Later the same year, Burrell commissioned John Lavery to paint a full-length portrait of his sister Mary for her 21st birthday, and George Henry would later paint his mother and brother. When Henry and E A Hornel ran out of money on a painting trip to Japan in the 1890s, Burrell helped support them.

Isobel MacDonald, co-author of William Burrell: A Collector’s Life, says: “During the First World War, there was an exhibition at Glasgow School of Art to show examples of historical craftsmanship to young artists. Burrell loaned to this exhibition. He also commissioned George Walton to make a stained-glass window for his house in Devonshire Gardens, on an Arts & Crafts theme, ‘Gather ye rosebuds while ye may’. It shows his growing interest in medieval craft work, as well as his support of local artists.”

[img] 

Burrell went on to support Scottish Colourist S J Peploe, buying a number of paintings after 1910 when his work was at its most avant-garde. Jo Meacock says: “Reid was trying to help Peploe out, he was going through a bit of a hard time, he had volunteered for the war and been rejected on health grounds, he was trying to make money and people weren’t reacting well to the radical way his work was going. Reid encouraged Burrell to buy quite a few of his works, which he did.”

And, for the rest of his life, Burrell continued to support Crawhall.
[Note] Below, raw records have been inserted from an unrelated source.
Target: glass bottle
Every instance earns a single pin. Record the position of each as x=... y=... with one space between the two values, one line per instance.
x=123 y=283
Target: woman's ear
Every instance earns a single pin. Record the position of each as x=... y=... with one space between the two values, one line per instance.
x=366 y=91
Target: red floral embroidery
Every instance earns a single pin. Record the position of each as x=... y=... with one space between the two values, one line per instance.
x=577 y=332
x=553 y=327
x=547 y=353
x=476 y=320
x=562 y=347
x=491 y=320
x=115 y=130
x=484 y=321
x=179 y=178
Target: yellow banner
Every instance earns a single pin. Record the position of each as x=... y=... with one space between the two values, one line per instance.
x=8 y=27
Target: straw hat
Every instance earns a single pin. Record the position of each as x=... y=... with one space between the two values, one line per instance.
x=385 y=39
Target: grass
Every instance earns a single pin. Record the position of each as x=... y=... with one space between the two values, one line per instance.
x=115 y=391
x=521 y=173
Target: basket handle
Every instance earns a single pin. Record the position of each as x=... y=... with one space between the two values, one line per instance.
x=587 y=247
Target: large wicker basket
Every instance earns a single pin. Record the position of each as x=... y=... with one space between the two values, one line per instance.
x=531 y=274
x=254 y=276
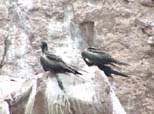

The Burrell Collection holds some 150 works, the largest collection of Crawhall works in the world. Jo Meacock says: “His collection of Crawhall was unique. Burrell didn’t usually buy work by a single artist in that way. He would snap up all the art he could when it came on the market, and frustrated a number of other collectors who were trying to buy. Even Reid said he had far too many.”

Today, experts can only guess at what he loved about Crawhall’s. Meacock says: “I don’t think they became friends, though Burrell did become friends with Lavery. Crawhall was quite an antisocial person, there is a story that he got invited to dinner at Burrell’s house and fell asleep - thought clearly Burrell didn’t hold it against him! I think he appreciated Crawhall’s sense of humour, and his animal subjects. When he lived at Hutton Castle, Burrell would have rode and hunted, been a judge at agricultural shows, all this struck a chord.”

The Burrell Collection, in Pollok Park, Glasgow, is open from the public on Tuesday 29th March 2022.